[R-sig-ME] comparing posterior means
Douglas Bates
bates at stat.wisc.edu
Wed Oct 15 20:16:28 CEST 2014
On Wed, Oct 15, 2014 at 12:24 PM, Doran, Harold <HDoran at air.org> wrote:
> Doug:
>
>
>
> I grab the variance/covariance matrix of the random effects in a way that
> I think will make you cringe, but will share it here and am interested in
> learning how it can be done more efficiently. Keep in mind basically two
> principles. First, my lme.eiv function (which stands for linear mixed model
> error-in-variables) uses henderson’s equations as typically described and
> then stands on your shoulders and uses almost all of the functions in the
> Matrix package for sparse matrices.
>
>
>
> BTW, though my function is not available in a package, I am happy to share
> it with you.
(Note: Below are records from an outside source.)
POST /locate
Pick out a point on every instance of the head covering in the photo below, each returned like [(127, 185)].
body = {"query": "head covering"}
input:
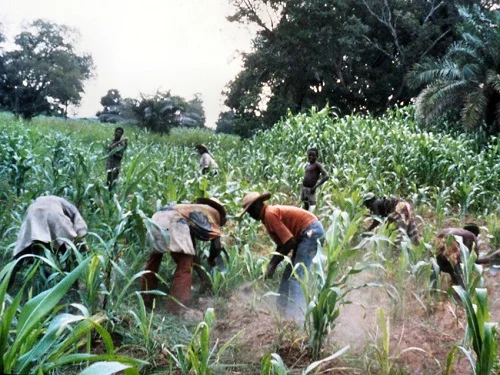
[(250, 199), (368, 197), (217, 204), (202, 147)]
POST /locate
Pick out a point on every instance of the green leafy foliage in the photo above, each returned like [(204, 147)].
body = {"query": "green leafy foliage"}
[(44, 74), (466, 78)]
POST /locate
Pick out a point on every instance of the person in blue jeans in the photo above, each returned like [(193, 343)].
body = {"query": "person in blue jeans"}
[(293, 230)]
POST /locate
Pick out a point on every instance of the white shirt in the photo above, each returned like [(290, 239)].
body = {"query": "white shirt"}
[(49, 219), (207, 161)]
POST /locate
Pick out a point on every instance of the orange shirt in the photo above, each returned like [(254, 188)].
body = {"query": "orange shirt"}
[(286, 222)]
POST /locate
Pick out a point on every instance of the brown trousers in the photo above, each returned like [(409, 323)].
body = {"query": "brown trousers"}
[(180, 291)]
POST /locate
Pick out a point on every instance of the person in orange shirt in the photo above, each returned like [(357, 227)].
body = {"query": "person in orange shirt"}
[(293, 230)]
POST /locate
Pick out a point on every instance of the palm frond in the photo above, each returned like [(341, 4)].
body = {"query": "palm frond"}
[(439, 97), (430, 71), (474, 109), (493, 79)]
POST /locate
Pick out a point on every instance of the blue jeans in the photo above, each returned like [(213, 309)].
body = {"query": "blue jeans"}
[(291, 301)]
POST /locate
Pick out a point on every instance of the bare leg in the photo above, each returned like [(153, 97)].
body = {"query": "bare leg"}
[(181, 285), (149, 281)]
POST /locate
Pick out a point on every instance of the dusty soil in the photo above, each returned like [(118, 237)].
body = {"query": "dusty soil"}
[(420, 339)]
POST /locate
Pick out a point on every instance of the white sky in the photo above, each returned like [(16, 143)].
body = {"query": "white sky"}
[(186, 46)]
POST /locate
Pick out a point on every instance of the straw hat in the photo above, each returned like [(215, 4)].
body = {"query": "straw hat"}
[(368, 197), (202, 147), (217, 204), (250, 199)]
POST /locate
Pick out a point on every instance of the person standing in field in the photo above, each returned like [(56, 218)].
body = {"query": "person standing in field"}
[(313, 171), (396, 211), (448, 254), (207, 162), (116, 149), (48, 222), (293, 230), (175, 230)]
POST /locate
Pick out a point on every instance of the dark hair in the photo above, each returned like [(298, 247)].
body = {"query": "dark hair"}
[(472, 228)]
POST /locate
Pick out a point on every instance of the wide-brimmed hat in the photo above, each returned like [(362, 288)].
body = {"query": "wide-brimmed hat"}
[(217, 204), (368, 197), (202, 147), (250, 199)]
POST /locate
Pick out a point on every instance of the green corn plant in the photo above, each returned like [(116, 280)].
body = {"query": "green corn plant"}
[(197, 357), (330, 286), (480, 333), (272, 364), (43, 342)]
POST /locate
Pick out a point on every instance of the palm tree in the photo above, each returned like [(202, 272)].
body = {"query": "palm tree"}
[(467, 78)]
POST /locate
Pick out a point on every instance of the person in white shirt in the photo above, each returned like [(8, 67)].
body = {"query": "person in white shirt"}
[(49, 221), (207, 162)]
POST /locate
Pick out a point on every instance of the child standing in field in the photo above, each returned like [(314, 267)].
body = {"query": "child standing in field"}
[(313, 171), (207, 162), (116, 149)]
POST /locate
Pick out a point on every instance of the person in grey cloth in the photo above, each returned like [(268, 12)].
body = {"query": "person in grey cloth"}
[(48, 222), (313, 171)]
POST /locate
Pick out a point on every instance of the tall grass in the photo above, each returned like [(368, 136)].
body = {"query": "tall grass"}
[(449, 175)]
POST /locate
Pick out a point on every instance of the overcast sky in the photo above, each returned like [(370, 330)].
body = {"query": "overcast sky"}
[(186, 46)]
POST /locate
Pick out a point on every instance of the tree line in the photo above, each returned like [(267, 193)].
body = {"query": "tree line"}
[(158, 112), (366, 56), (42, 74)]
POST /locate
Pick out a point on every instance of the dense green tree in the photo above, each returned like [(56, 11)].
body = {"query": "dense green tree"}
[(162, 111), (44, 74), (111, 99), (225, 122), (352, 54), (467, 78)]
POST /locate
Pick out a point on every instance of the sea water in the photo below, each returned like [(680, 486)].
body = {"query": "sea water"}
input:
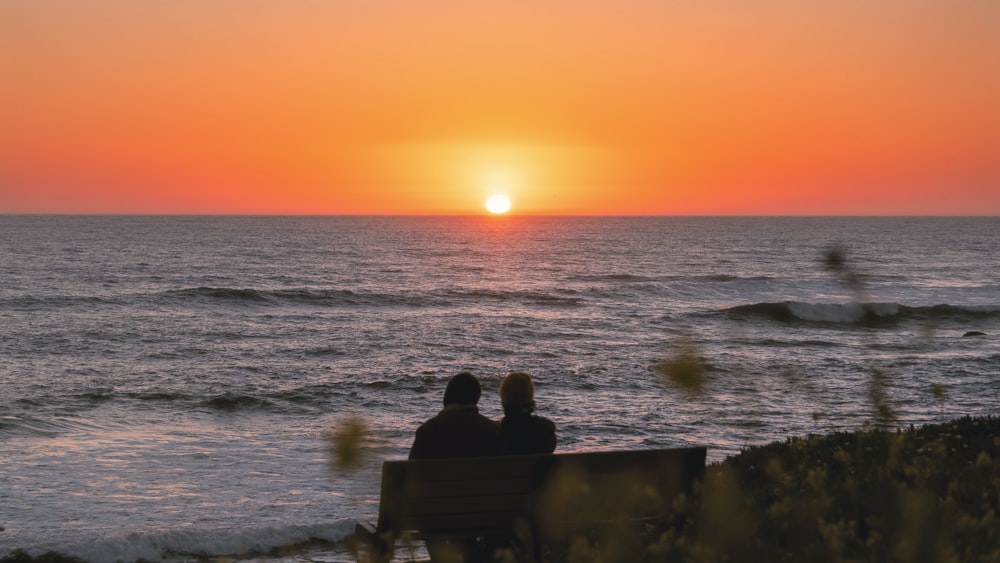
[(168, 385)]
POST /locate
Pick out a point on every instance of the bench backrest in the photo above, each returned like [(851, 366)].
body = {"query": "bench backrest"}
[(552, 493)]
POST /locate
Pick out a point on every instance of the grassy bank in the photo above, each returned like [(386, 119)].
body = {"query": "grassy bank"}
[(922, 494)]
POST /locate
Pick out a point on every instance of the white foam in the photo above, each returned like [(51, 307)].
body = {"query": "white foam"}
[(203, 543)]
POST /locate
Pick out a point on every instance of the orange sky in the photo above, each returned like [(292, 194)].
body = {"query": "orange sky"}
[(568, 106)]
It has complete technical documentation and is written using
> S3 methods with various common extractor functions typically used (and
> more). The function is intended to be used when the variables on the RHS
> are measured with error. Otherwise, my function simply matches lmer’s
> output.
>
>
>
> So, let me use the following to represent the linear model as
>
>
>
> Xb = y
>
>
>
> Assume X is the leftmost matrix in henderson’s equation (so it is a big
> 2x2 blocked matrix), b is a vector holding both the fixed and random
> effects, and y is the outcome. The matrix X is big (and very sparse in my
> applications) and so I find its Cholesky decomposition and then simply
> solve the triangular systems until a solution is reached.
>
I think I am missing a couple of steps here. Henderson's mixed model
equations, as described, say, in the Wikipedia entry, are a set of
penalized normal equations. That is, they look like
X'X b = X'y
but with a block structure and with a penalty on the random effects
crossproduct matrix. In the Wikipedia article the lower right block is
written as Z'R^{-1}Z + G^{-1} and I would describe G^{-1} as the penalty
term in that it penalizes large values of the coefficients b.
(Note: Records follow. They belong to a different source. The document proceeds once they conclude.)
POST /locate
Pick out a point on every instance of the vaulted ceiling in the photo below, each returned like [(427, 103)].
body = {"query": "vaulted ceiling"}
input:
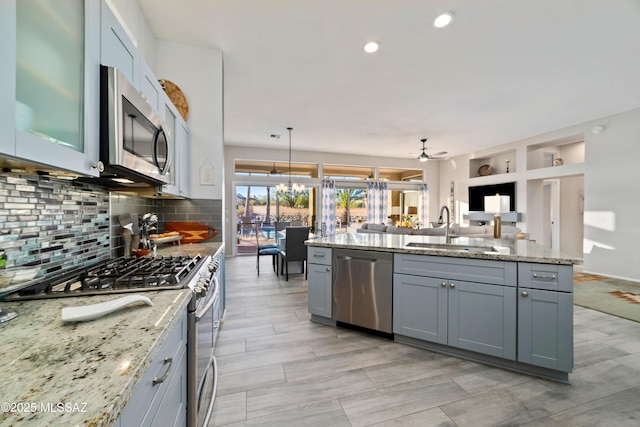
[(503, 70)]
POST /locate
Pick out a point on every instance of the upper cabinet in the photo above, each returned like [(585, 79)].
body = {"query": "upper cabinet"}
[(50, 83), (116, 47)]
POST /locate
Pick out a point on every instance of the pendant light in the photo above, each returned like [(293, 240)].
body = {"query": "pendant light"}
[(290, 189)]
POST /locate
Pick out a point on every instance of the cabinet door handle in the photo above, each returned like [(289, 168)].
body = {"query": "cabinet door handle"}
[(160, 380), (544, 276)]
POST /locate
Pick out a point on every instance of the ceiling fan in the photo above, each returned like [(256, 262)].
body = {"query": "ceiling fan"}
[(423, 157), (274, 171)]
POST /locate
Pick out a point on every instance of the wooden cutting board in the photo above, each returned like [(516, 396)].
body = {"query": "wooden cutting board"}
[(193, 232)]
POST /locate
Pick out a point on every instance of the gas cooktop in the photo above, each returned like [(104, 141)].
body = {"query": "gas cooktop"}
[(119, 275)]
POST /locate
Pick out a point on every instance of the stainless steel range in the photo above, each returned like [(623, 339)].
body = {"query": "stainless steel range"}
[(123, 275), (116, 276)]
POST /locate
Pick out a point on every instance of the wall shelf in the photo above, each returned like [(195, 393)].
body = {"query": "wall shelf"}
[(498, 163), (488, 216)]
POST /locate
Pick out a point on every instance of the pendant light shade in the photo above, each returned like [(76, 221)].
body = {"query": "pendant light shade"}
[(289, 188)]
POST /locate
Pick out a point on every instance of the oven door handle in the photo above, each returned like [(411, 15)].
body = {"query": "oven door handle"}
[(201, 313), (215, 391)]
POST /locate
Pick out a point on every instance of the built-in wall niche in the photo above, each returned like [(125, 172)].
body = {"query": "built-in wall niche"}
[(554, 154), (478, 193), (499, 163)]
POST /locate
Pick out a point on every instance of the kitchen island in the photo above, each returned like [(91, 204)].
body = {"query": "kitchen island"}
[(502, 302), (84, 373)]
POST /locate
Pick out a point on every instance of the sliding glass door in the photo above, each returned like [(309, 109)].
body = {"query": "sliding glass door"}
[(258, 207)]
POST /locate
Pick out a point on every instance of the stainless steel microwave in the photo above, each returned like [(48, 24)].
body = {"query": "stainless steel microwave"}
[(134, 142)]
In lmer a similar penalized least squares (PLS) problem is solved for each
evaluation of the profiled log-likelihood or profiled REML criterion. The
difference is that instead of solving for the conditional means of the
random effects on the original scale we solve for the conditional means of
the "spherical" random effects. Also, the order of the coefficients in the
PLS problem is switched so that the random effects come before the fixed
effects. Doing things this way allows for evaluation of the evaluation of
the profiled log-likelihood from the determinant of the sparse Cholesky
factor and the penalized residual sum-of-squares (equations 34 and 41, for
REML) in the paper on arxiv.org.
>
>
> After a solution is reached (here is where you will cringe), I find the
> inverse of the big matrix X as
>
>
>
> mat1.inv <- solve(L, I)
>
>
>
> where L is the Cholesky factor of X and I is a conformable identity
> matrix. This, in essence, finds the inverse of the big matrix X, and then I
> can grab the variances and covariances of everything I need from this after
> the solution is reached.
>
You're right. I did cringe. At the risk of sounding like a broken record
you really don't need to calculate the inverse of that large, sparse matrix
to get the information you want. At most you have to solve block by block.
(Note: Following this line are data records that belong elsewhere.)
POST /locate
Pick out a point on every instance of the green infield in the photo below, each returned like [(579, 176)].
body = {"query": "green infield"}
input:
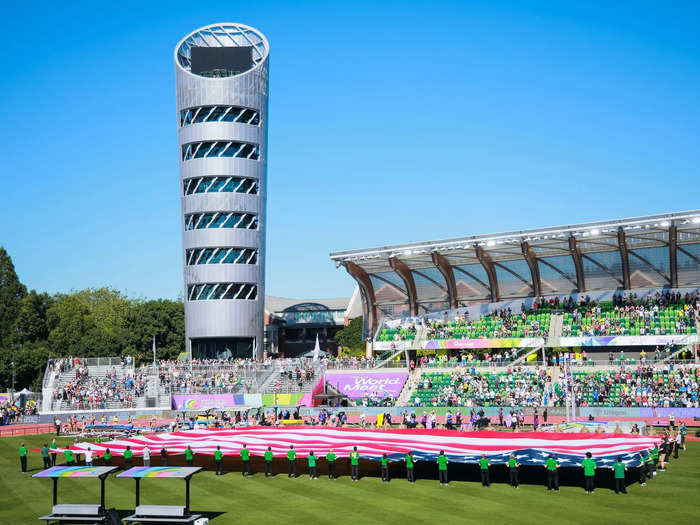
[(672, 496)]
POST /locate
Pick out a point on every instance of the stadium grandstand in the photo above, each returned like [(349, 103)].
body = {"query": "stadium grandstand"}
[(561, 286)]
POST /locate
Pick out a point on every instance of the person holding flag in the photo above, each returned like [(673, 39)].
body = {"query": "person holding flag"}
[(23, 457), (355, 464), (619, 469), (219, 460), (45, 451), (513, 471), (128, 455), (552, 473), (107, 458), (484, 468), (385, 469), (291, 456), (442, 468), (245, 460), (589, 467), (409, 468), (269, 456), (330, 457), (312, 465)]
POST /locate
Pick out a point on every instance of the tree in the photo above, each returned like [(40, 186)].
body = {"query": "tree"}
[(350, 338), (31, 320), (11, 293), (161, 318)]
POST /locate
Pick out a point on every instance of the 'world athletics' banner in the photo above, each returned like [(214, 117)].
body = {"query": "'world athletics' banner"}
[(629, 340), (456, 344), (207, 401), (359, 384)]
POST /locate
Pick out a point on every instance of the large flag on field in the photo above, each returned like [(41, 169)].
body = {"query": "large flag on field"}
[(530, 448)]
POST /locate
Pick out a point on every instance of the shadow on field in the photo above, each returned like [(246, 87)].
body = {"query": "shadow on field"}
[(123, 513), (528, 475)]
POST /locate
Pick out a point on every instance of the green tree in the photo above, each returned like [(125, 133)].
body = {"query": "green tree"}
[(31, 320), (350, 338), (11, 293), (161, 318)]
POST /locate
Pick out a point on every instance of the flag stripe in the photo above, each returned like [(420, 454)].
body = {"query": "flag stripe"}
[(530, 448)]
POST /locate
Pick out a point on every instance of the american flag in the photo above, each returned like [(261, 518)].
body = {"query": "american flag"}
[(529, 448)]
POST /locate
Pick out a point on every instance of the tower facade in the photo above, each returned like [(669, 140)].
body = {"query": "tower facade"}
[(221, 83)]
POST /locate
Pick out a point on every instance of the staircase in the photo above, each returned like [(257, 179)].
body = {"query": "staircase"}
[(409, 386), (556, 325)]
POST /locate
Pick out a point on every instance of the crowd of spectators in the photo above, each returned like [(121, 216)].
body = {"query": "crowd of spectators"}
[(470, 387), (210, 376), (499, 324), (85, 392), (640, 386)]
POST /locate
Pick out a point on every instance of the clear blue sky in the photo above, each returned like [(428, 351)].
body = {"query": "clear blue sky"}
[(389, 122)]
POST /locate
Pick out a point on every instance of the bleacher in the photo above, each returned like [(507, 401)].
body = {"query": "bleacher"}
[(484, 388), (615, 388), (396, 334), (670, 320)]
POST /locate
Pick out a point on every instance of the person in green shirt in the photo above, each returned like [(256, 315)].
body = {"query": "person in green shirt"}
[(128, 458), (513, 471), (354, 464), (442, 468), (589, 467), (312, 465), (330, 457), (70, 458), (107, 457), (484, 468), (619, 468), (23, 457), (219, 460), (385, 469), (269, 456), (291, 456), (45, 455), (409, 468), (684, 431), (552, 473), (245, 460)]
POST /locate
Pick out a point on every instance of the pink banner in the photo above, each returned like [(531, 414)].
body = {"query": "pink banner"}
[(359, 384)]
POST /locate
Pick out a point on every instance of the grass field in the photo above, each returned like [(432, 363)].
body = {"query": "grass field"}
[(672, 497)]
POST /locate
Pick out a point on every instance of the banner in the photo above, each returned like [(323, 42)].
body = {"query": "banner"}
[(207, 401), (359, 384), (456, 344), (629, 340), (392, 345)]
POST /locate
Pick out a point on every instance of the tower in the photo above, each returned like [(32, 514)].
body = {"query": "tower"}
[(221, 83)]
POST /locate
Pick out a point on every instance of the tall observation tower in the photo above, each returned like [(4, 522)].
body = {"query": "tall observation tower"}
[(221, 83)]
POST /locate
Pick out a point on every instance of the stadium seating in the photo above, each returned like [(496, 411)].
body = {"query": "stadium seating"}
[(606, 319), (483, 388), (397, 334), (637, 387)]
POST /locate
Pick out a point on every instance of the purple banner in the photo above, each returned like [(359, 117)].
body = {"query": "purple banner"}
[(204, 401), (359, 384), (665, 412)]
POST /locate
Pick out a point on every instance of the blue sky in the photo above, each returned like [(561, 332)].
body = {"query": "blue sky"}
[(389, 122)]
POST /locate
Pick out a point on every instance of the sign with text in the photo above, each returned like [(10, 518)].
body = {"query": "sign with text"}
[(359, 384)]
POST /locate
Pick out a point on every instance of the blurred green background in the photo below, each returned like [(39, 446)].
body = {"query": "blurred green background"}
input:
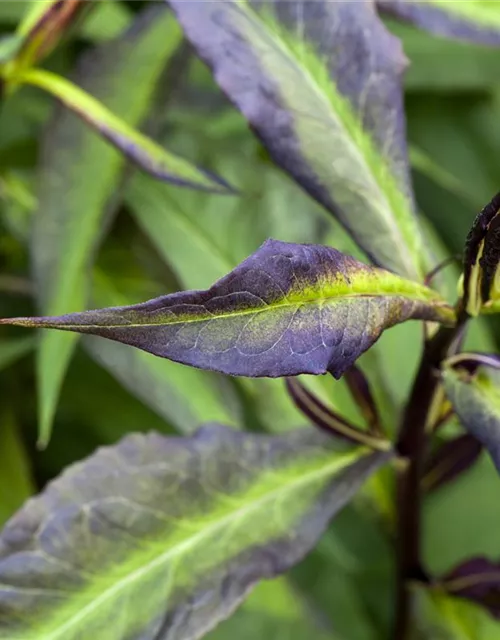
[(79, 225)]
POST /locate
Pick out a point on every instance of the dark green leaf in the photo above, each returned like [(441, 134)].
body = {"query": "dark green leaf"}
[(475, 397), (104, 555), (475, 20), (79, 175), (287, 309), (320, 84)]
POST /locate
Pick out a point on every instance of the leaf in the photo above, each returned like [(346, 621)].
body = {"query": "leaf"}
[(210, 517), (183, 396), (443, 65), (146, 153), (273, 611), (12, 350), (478, 580), (452, 458), (16, 484), (319, 82), (107, 20), (287, 309), (474, 20), (475, 398), (80, 174), (328, 420), (481, 259), (43, 27), (441, 617)]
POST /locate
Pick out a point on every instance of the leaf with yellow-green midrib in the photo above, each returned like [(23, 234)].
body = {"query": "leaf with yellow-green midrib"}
[(296, 470)]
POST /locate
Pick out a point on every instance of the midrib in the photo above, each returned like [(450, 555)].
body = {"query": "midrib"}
[(335, 466), (384, 211)]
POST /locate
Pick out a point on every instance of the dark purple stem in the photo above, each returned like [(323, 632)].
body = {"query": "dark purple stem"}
[(411, 447)]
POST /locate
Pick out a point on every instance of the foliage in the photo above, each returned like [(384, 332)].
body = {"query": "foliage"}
[(326, 464)]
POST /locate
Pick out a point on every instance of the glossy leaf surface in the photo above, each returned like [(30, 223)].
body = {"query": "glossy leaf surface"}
[(79, 174), (184, 397), (451, 459), (475, 398), (107, 555), (287, 309), (319, 82), (474, 20)]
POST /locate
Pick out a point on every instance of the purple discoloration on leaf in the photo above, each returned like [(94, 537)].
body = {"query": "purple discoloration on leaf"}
[(477, 579), (473, 388), (287, 309)]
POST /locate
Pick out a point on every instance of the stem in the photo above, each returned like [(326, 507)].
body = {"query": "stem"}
[(411, 447)]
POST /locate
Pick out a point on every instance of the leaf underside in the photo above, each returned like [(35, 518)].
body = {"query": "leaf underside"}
[(160, 538), (319, 82), (287, 309)]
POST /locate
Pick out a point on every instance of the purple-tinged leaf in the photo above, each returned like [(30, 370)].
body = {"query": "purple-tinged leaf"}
[(78, 179), (477, 579), (328, 420), (482, 258), (473, 389), (361, 392), (451, 459), (474, 20), (160, 538), (320, 83), (287, 309), (438, 615)]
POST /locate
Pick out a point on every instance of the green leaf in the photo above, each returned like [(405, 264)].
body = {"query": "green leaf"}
[(16, 484), (202, 249), (273, 611), (474, 20), (79, 176), (481, 261), (146, 153), (107, 20), (337, 128), (171, 555), (12, 350), (444, 65), (475, 397), (440, 616), (287, 309), (185, 397)]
I'm currently doing something similar in the Julia implementation. The
aforementioned arxiv.org paper gives expressions for the gradient of the
profiled log-likelihood. It can be a big win to evaluate the analytic
gradient when optimizing the criterion. The only problem is that you need
to do nearly as much work to evaluate the gradient as to invert the big
matrix. Many years ago when Saikat and I derived those expressions I
thought it was great and coded up the optimization using that. I fit a
model to a large, complex data set using only the function evaluation,
which took a couple of hours. Then I started it again using the gradient
evaluation, eagerly anticipating how fast it would be. I watched and
watched and eventually went to bed because it was taking so long. The next
morning I got up to find that it had completed one iteration in twelve
hours.
It is possible to do that evaluation for certain model types, but the
general evaluation by just pushing it into a sparse matrix calculation can
be formidable. The Julia implementation does use the gradient but only for
models with nested grouping factors (and that is not yet complete) or for
models with two crossed or nearly crossed grouping factors.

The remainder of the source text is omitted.